Hacker News new | ask | show | jobs
by brianwski 4528 days ago
Backblaze employee here - it is honestly just a spreadsheet that kicks out the answer. Every month we ask 20 or so suppliers for the lowest price for each drive type. If Hitachi are 10 percent more expensive but fail 10 percent less often, that balances out and we buy Hitachi. But if it is 12 percent more costly then we get the other brand. There is a tiny bit of free preference leeway given to Hitachi because it means less hassle to our over worked datacenter team...
1 comments

If I'm not reading it wrong then your data says that the Hitachi drives have half the Annual Failure Rate, or less, than the others (in your setup). Not sure what this means in MTBF but the Hitachi's sure seem to be worth a whole lot more, certainly 10, 20 or 30 percent more - no?
I don't think the math works. I posted this above:

I think the calculation is replacing one drive takes about 15 minutes of work. If we have 30,000 drives and 2 percent fail, it takes 150 hours to replace those. In other words, one employee for one month of 8 hour days. Getting the failure rate down to 1 percent means you save 2 weeks of employee salary - maybe $5,000 total? The 30,000 drives costs you $4 million, so who cares about $5k here or there?

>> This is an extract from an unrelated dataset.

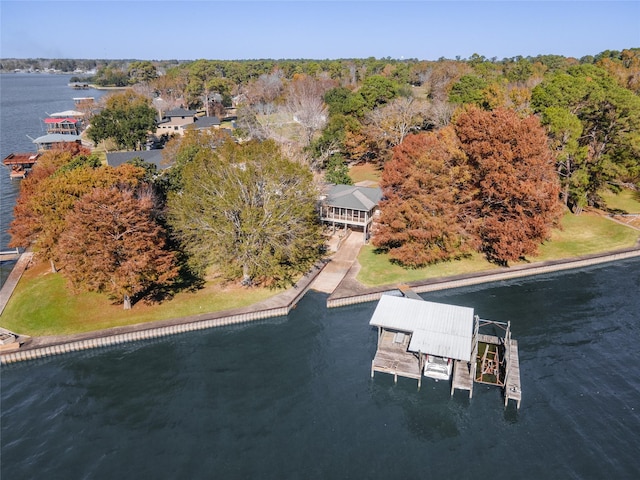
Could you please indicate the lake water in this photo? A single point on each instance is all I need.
(25, 101)
(292, 398)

The $5k/$4million means the Hitachis are worth 1/10th of 1 percent higher cost to us. ACTUALLY we pay even more than that for them, but not more than a few dollars per drive (maybe 2 or 3 percent more).

Moral of the story: design for failure and buy the cheapest components you can. :-)

Ok, after converting to MTBF the numbers make more sense: An AFR of 0.9% means a MTBF of 968947 hours (111 years). An AFR of 3.2% means a MTBF of 269346 hours (31 years).

I guess an MTBF of 31 years is plenty for your needs. Thanks again for sharing the data.

I think the failure rate will go up in old age. I just don't see those drives still working in 100 years.